This script is intended to be used with Lustre jobstats and lustre_exporter. The REST requests from prometheus to lustre_exporter will be modified by this script to add user and account labels instead of only $SLURM_JOB_ID
.
Metrics from nodes using procname_uid
will also be modified, the numerical UID will be extracted and converted to a username and stored in the user label.
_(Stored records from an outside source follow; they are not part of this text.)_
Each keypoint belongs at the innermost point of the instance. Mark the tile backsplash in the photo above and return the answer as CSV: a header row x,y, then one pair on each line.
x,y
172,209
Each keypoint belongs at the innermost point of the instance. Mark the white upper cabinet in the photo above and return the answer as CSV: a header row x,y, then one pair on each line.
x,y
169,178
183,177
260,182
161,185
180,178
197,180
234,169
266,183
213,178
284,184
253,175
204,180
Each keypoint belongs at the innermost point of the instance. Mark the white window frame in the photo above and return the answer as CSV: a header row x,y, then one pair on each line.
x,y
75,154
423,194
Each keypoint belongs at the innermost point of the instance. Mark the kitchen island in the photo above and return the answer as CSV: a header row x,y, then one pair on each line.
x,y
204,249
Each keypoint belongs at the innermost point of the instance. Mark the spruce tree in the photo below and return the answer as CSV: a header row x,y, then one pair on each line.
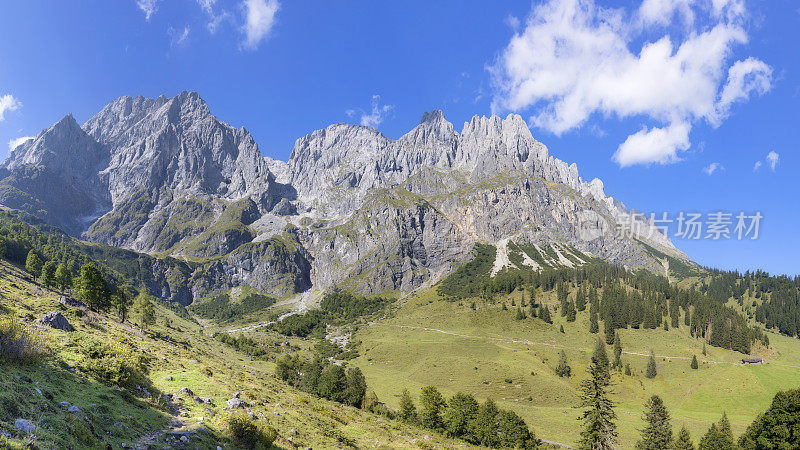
x,y
431,403
600,431
408,412
485,425
594,326
563,369
144,310
33,264
63,277
651,366
600,356
49,274
657,435
459,415
580,300
608,328
92,288
571,313
544,314
718,437
683,441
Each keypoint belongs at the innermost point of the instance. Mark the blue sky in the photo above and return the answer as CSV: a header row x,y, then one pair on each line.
x,y
647,95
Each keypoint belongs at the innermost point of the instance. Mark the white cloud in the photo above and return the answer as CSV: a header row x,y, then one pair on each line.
x,y
713,167
512,22
744,77
207,5
574,59
149,7
375,116
14,143
260,18
8,103
656,145
772,159
177,37
215,18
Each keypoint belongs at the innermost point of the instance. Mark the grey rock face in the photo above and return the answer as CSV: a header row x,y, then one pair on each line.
x,y
54,319
350,208
24,426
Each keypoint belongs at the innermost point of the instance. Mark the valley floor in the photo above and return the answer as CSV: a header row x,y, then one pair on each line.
x,y
488,353
181,355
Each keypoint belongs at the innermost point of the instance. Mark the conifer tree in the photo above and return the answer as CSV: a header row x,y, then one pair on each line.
x,y
485,426
459,415
571,313
145,312
594,326
600,431
580,299
600,355
651,366
563,369
431,403
63,277
608,328
544,314
657,435
408,412
718,437
49,274
683,441
33,264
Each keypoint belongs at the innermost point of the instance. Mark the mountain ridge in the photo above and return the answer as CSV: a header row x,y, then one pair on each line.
x,y
350,207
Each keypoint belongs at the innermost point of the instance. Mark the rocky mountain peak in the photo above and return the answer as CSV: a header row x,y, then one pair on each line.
x,y
434,115
64,147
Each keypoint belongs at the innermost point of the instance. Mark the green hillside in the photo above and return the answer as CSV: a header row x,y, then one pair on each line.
x,y
97,367
490,353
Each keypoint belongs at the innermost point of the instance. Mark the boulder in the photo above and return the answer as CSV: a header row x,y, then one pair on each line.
x,y
235,403
54,319
69,301
24,426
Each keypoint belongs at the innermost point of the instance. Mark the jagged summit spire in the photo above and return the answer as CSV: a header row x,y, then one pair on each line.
x,y
434,115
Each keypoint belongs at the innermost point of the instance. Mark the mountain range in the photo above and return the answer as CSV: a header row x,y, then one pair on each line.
x,y
351,208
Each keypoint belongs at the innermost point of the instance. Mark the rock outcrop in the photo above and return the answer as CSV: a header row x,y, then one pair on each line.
x,y
350,208
55,319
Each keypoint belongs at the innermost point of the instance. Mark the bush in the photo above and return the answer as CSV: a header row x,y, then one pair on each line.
x,y
246,433
114,363
19,342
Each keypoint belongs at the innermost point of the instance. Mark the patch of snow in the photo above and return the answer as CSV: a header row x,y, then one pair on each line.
x,y
501,257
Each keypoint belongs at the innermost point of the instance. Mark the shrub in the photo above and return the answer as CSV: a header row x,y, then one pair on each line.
x,y
114,363
19,342
246,432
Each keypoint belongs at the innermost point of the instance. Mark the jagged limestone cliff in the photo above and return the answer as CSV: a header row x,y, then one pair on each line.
x,y
350,208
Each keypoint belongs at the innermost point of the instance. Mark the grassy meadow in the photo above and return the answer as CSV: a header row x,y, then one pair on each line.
x,y
489,353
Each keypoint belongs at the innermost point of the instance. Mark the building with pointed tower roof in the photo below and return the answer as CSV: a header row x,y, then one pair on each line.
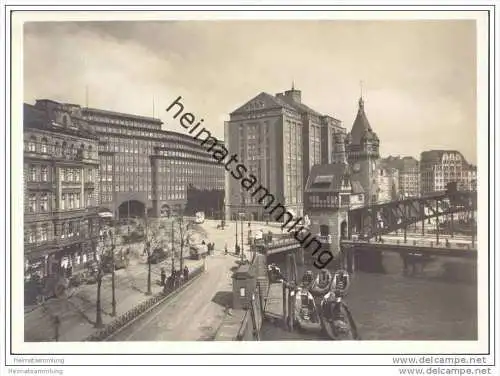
x,y
362,147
The application name is also extracted and available in the tags.
A MySQL connection to the slurmdb database is used to extract the user and account from the $SLURM_JOB_ID
.
A connection to a ldap server is used to convert numerical uid to a username.
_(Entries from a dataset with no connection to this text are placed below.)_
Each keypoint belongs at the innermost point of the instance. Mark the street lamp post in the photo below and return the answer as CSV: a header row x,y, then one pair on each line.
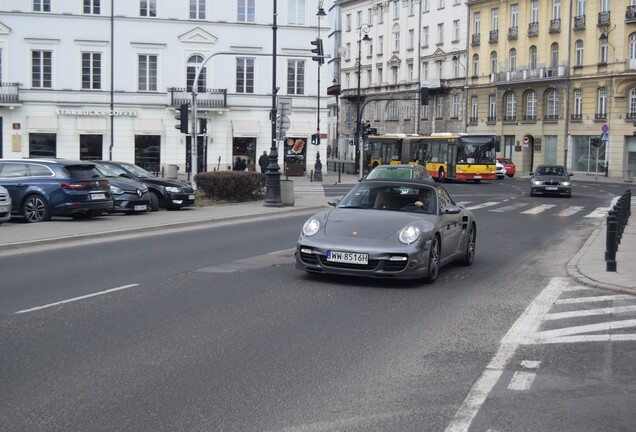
x,y
318,173
364,28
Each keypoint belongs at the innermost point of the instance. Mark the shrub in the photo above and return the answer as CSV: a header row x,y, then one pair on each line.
x,y
234,186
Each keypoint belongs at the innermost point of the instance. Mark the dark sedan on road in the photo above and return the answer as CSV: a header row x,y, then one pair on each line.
x,y
41,188
164,193
550,180
129,196
388,229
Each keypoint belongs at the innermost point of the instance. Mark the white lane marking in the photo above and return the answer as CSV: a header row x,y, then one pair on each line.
x,y
599,212
510,207
482,205
539,209
77,298
595,299
522,329
570,211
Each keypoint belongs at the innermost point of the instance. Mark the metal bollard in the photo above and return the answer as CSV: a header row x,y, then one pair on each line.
x,y
611,245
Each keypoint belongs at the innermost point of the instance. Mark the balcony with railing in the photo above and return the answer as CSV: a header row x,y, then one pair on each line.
x,y
206,98
9,93
579,22
555,26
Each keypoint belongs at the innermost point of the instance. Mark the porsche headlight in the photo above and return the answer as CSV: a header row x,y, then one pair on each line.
x,y
311,227
409,234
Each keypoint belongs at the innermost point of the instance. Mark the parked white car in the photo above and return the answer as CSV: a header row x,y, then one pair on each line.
x,y
5,205
500,170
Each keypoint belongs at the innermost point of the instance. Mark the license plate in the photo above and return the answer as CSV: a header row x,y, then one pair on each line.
x,y
348,257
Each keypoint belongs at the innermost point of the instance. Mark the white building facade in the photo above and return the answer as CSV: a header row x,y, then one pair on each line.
x,y
104,79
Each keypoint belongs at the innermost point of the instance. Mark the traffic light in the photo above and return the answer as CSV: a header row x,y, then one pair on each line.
x,y
182,116
319,57
424,95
Here is an example of the modified metrics with the additional tags:
lustre_job_read_bytes_total{component="ost",jobid="18526388",target="lustre04-OST0007",fs="lustre04",user="user1",account="an_account"} 0
lustre_job_read_samples_total{component="ost",jobid="chmod.3021723",target="lustre04-OST0004",fs="lustre04",application="chmod",user="user2"} 0
This allow native request in prometheus with the new tags, like doing the sum of all the IOPS from a single user with many jobs with 1 Prometheus request.
Prometheus can now combined the information of multiple jobs and sum them per user. Example to get the IOPS per user:
topk(20, sum by (user) (rate(lustre_job_stats_total{instance=~"lustre-mds.*"}[5m])))
(Negative bandwidth means reading from the filesystem in this graph)
The relabel feature is used to redirect the REST call to the local lustre_exporter_slurm script instead of pooling directly the MDS/OSS.
relabel_configs:
- source_labels: [__address__]
target_label: __metrics_path__
regex: '(.*):(.*)'
replacement: '/$1'
- source_labels: [__address__]
target_label: instance
- source_labels: [__address__]
regex: '(.*):(.*)'
replacement: '127.0.0.1:8080'
target_label: __address__
A manual test can be done before modifing prometheus config:
curl 127.0.0.1:8080/lustre04-oss1
The output of this curl should have the new tags, this is what Prometheus will index.
This script is using the hostname specified at the end of the previous url to launch a HTTP request to the lustre server on port 9169, where lustre_exporter is running.
An example of the expected config is available in config.ini.dist
. For the MySQL user in the slurmdb, this can be a read-only user with access only to the job_table table.